Sin embargo, hay textos como Nemo en que no hay una referencia en absoluto. Logran aludir a la totalidad por medio de aquel mutismo. Juegan con ella, la malean a su gusto.
A un pueblo con aires míticos de Extremadura, de cuyo nombre por supuesto no se nos da pista, ha llegado un visitante, un extranjero que ha decidido no pronunciar más nada, que no dice “ni mu”. Quien escribe, “el escribano”, es el encargado de ir a buscarlo a la estación de tren donde lleva esperando impertérrito gran parte del día bajo la lluvia. Cuando llega al pueblo como copiloto en la camioneta del narrador, la chiquillería se vuelve loca por la novedad, así como empiezan las sospechas y conjeturas en la bodega donde el dependiente sirve y los demás beben.
Al lugar alegórico donde nada ni nadie tiene un nombre propio y priman genéricos de gentes como la ama, el viejo, el cazador, los gemelos, o de lugares como laguna, fortaleza, llano, palomar, el intrigante bautizado como Nemo (del nihil latino o tal vez inspirado en la estratégica respuesta de Odiseo a Polifemo) ha venido a remecer las certezas de adultos y niños que lo persiguen como si gozara de fuerza magnética, posando dedos en labios, corriendo tras él, haciendo shhhh.
Con una escritura intrincada y profundamente inteligente, cada episodio tiene un significado inmerso en las palabras. Las que se dicen y las que no. En sus 131 capítulos en realidad no hay trama fija ni menos línea cronológica, solamente fragmentos que cuando no dan nuevas pistas sobre el retiro lingüístico y vital de Nemo, reflexionan sobre ello y son escenario de versos de los que se presume su autoría:
Solución, resolución:
rumiar el ayer
y hacer
de tripas corazón.
La novela es una reflexión sobre el silencio y la capacidad de escuchar. Esta se entiende como una virtud que se extraña tras el advenimiento de la verborrea en esta era, el ruido y la furia como antípodas de lo que rinde homenaje el cacereño cuando profiere en boca del viejo: “Que todo lo que ocurre ocurra, dijo, no es bastante razón para contarlo”, la senecta más bella de estas páginas.

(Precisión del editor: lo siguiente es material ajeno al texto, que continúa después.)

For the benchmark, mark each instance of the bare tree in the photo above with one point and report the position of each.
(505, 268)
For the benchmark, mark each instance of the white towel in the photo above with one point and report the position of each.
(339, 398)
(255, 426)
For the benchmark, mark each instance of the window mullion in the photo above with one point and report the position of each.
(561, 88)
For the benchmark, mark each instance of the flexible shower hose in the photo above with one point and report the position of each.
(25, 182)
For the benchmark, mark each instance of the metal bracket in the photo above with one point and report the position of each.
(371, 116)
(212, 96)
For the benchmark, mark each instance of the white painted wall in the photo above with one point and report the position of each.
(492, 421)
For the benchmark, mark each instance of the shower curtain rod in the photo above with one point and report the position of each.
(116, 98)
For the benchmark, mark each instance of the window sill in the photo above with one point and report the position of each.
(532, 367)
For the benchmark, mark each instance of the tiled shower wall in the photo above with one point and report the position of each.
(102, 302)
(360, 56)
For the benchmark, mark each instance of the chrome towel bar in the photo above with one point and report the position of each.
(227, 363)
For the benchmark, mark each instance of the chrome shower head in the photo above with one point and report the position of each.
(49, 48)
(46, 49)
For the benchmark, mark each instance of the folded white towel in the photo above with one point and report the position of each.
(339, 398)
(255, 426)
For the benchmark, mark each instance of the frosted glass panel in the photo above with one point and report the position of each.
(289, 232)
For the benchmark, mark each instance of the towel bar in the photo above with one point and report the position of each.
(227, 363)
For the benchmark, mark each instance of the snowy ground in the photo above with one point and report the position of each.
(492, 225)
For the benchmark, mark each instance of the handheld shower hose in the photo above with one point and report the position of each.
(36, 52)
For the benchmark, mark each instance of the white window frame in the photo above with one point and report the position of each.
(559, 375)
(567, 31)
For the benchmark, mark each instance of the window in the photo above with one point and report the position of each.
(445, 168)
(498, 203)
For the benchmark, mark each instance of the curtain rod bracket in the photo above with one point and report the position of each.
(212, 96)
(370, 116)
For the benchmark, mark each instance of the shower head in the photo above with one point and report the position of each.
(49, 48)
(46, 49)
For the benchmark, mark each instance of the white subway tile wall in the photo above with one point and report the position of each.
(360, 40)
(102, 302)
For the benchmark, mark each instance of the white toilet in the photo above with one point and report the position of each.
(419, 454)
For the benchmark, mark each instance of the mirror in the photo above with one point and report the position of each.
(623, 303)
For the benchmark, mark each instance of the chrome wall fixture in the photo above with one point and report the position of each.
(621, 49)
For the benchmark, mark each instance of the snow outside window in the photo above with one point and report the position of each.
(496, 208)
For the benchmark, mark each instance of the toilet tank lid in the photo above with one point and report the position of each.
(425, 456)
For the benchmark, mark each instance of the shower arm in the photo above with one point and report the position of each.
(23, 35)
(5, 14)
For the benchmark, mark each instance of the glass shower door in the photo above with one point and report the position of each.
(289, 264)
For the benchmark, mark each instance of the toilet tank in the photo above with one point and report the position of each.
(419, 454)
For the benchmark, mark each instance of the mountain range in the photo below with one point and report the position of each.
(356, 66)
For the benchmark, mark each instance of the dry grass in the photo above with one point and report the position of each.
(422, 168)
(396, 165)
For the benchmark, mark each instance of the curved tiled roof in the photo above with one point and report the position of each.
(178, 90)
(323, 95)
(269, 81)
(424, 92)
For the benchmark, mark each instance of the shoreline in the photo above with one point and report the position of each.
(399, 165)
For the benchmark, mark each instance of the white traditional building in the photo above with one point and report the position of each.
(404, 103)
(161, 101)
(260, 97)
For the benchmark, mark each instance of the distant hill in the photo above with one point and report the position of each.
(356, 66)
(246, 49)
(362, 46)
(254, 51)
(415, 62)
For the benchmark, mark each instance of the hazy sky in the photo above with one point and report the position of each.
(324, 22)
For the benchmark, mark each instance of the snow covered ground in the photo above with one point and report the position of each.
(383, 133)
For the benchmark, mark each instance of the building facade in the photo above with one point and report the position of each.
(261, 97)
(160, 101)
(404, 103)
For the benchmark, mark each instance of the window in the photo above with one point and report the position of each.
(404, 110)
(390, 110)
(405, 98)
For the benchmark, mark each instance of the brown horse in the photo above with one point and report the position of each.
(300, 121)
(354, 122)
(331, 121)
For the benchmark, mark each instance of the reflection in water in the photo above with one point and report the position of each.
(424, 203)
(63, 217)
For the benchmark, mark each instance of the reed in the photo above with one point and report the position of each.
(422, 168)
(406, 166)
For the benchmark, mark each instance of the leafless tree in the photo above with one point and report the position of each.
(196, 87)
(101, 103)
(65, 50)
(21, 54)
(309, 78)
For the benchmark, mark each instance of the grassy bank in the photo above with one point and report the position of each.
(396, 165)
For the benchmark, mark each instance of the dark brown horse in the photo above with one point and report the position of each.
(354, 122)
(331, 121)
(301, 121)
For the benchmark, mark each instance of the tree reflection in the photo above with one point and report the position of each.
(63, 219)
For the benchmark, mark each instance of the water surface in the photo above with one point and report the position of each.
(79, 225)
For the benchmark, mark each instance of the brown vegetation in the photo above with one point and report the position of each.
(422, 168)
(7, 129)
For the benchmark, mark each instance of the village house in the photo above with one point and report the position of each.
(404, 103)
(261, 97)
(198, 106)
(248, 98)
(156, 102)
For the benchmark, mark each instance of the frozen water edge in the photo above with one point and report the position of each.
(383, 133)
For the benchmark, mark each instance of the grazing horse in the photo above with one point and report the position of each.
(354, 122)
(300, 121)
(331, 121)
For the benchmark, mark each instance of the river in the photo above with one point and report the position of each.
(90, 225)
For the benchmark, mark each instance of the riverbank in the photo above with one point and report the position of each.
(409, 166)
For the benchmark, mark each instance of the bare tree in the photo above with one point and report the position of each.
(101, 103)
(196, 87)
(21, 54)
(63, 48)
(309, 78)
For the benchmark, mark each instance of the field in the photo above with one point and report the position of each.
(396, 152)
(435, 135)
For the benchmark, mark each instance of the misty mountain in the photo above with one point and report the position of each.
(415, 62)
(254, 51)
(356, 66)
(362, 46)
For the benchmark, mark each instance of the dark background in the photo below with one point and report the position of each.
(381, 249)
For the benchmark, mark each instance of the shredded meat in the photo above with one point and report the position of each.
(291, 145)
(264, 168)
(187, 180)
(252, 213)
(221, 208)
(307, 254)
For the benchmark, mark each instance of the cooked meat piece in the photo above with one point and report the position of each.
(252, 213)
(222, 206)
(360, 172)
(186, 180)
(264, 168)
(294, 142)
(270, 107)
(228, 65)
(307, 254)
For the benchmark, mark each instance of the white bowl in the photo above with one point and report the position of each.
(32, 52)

De forma magistral, Hidalgo Bayal desmenuza poéticamente el lenguaje jugando con sus elementos, el latín, el griego, el sentido de las palabras. Y tal como Nemo, renuncia a la distinción de El Quijote entre las armas y las letras, fundiendo ambas para modelar un hermoso tratado filosófico bajo los preceptos versátiles de la ficción.